# How do you differentiate  g(x) = sqrt(arcsec(x+1) ?

Jul 25, 2016

$\frac{1}{4 | x + 1 | \sqrt{x \left(x + 2\right) a r c \sec \left(x + 1\right)}}$.

#### Explanation:

Let, y=g(x)=sqrtu, where, u=arcsect, &, t=x+1.

Thus, $y$ is a function of $u$, $u$ of $t$, and $t$ of $x$.

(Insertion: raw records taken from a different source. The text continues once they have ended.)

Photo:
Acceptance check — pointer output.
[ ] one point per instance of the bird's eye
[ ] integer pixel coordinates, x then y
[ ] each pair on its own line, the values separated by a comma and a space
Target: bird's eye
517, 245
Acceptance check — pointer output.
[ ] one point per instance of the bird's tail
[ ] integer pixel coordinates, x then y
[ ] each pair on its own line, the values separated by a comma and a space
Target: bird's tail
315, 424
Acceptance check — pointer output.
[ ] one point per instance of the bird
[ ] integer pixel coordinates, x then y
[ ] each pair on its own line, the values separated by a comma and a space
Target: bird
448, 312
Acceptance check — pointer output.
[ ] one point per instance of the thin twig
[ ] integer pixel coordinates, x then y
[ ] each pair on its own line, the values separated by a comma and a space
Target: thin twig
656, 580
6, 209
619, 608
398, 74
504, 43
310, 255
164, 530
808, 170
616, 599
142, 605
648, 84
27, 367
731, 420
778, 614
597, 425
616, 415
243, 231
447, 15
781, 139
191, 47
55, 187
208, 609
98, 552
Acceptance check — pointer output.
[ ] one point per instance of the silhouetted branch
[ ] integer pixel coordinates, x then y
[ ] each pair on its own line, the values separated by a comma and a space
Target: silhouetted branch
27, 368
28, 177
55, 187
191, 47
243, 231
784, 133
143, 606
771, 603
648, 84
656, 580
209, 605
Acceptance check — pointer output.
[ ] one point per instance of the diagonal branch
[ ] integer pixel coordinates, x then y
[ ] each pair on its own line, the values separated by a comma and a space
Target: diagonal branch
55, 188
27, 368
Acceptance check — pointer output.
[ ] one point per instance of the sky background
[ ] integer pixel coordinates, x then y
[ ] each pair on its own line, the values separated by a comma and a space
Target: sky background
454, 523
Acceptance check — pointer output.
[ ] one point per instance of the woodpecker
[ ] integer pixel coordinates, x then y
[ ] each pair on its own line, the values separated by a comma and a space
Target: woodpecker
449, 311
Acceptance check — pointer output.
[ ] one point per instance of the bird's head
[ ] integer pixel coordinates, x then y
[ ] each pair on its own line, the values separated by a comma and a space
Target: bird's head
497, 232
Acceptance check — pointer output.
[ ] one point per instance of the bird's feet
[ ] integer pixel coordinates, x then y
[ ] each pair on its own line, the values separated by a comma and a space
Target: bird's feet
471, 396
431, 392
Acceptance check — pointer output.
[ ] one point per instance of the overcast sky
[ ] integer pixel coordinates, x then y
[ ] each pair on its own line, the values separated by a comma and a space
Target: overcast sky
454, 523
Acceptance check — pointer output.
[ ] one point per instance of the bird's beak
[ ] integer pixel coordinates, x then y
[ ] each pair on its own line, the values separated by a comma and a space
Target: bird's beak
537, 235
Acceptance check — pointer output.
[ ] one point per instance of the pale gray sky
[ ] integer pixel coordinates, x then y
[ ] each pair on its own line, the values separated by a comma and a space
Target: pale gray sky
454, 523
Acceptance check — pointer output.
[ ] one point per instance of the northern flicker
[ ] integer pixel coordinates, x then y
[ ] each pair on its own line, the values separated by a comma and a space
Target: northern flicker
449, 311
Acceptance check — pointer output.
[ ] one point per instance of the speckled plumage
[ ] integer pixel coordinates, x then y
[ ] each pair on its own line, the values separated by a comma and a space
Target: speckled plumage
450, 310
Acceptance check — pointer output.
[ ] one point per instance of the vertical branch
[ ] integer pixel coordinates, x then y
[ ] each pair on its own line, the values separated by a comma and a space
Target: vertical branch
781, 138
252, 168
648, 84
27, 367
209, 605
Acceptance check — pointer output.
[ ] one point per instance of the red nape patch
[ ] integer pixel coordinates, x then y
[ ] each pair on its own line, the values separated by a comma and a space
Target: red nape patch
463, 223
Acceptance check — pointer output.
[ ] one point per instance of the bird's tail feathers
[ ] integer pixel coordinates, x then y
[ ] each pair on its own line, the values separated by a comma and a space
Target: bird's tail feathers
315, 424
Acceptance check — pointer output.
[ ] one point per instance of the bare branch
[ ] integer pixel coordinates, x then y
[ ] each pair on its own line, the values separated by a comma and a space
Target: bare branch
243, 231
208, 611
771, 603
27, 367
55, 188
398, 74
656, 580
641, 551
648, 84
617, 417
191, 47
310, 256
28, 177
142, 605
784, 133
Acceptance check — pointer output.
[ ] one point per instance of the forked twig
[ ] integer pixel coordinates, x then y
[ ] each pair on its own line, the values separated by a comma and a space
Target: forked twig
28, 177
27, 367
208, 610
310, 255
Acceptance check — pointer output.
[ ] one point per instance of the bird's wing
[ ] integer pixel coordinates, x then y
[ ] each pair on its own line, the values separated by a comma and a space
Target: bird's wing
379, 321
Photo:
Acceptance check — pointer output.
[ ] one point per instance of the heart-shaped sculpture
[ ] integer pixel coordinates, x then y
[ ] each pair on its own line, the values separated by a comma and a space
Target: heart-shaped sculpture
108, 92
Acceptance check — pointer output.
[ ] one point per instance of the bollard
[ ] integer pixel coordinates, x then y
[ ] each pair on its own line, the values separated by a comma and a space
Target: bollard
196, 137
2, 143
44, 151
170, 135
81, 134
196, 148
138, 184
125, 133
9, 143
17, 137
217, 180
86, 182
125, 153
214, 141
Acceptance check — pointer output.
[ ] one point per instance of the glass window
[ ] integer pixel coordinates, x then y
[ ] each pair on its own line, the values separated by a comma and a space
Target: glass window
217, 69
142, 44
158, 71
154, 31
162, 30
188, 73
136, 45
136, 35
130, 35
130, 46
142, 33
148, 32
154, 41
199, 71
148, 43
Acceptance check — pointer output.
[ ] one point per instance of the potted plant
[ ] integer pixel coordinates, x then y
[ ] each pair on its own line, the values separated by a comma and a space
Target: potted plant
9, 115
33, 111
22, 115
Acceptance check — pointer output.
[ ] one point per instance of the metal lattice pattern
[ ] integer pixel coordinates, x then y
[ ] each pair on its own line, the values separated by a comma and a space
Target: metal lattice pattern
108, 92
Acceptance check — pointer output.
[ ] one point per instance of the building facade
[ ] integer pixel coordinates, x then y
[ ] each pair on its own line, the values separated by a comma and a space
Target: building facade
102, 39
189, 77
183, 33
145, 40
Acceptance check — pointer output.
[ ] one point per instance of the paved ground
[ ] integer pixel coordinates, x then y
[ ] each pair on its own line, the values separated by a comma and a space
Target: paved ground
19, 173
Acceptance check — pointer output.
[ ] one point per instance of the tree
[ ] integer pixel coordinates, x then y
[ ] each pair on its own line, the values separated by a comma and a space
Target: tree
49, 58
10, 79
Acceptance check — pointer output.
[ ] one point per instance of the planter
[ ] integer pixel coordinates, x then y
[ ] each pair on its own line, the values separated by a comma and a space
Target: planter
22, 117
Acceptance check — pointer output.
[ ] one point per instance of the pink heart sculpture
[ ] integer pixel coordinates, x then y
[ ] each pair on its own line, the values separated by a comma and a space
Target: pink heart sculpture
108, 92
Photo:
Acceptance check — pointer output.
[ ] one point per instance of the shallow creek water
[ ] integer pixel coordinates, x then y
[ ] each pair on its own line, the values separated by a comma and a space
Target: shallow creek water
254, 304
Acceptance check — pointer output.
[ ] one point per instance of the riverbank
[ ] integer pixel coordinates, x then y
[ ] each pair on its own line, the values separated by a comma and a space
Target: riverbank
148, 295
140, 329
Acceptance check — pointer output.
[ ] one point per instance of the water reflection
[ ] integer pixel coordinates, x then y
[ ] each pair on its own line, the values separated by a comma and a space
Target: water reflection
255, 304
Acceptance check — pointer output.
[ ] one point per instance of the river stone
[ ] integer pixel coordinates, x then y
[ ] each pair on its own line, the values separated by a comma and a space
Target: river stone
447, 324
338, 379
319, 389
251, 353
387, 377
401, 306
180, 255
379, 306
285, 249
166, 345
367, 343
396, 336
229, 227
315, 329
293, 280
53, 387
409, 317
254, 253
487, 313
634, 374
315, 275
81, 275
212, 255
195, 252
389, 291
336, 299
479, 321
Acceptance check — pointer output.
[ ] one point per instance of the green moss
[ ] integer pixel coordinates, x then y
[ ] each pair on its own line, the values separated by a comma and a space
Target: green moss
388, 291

By the Chain Rule, we have,

$\frac{\mathrm{dy}}{\mathrm{dx}} = \frac{\mathrm{dy}}{\mathrm{du}} \cdot \frac{\mathrm{du}}{\mathrm{dt}} \cdot \frac{\mathrm{dt}}{\mathrm{dx}} \ldots \ldots \ldots \ldots \ldots \left(1\right)$

Now, $y = \sqrt{u} \Rightarrow \frac{\mathrm{dy}}{\mathrm{du}} = \frac{1}{2 \sqrt{u}} \ldots . . \left(2\right)$.

$u = a r c \sec t \Rightarrow \frac{\mathrm{du}}{\mathrm{dt}} = \frac{1}{| t | \sqrt{{t}^{2} - 1}} \ldots \ldots \ldots \ldots \ldots . \left(3\right)$

$t = x + 1 \Rightarrow \frac{\mathrm{dt}}{\mathrm{dx}} = 1. \ldots \ldots \ldots . . \left(4\right)$

Therefore, by $\left(1\right) - \left(4\right)$,

$\frac{\mathrm{dy}}{\mathrm{dx}} = \frac{1}{2 \sqrt{u}} \cdot \frac{1}{| t | \sqrt{{t}^{2} - 1}} \cdot 1$

$= \left\{\frac{1}{2 \sqrt{a r c \sec t}}\right\} \cdot \frac{1}{| x + 1 | \sqrt{{\left(x + 1\right)}^{2} - 1}}$

$= \frac{1}{2 \sqrt{a r c \sec \left(x + 1\right)}} \left\{\frac{1}{2 | x + 1 | \sqrt{{x}^{2} + 2 x}}\right\}$

$= \frac{1}{4 | x + 1 | \sqrt{x \left(x + 2\right) a r c \sec \left(x + 1\right)}}$.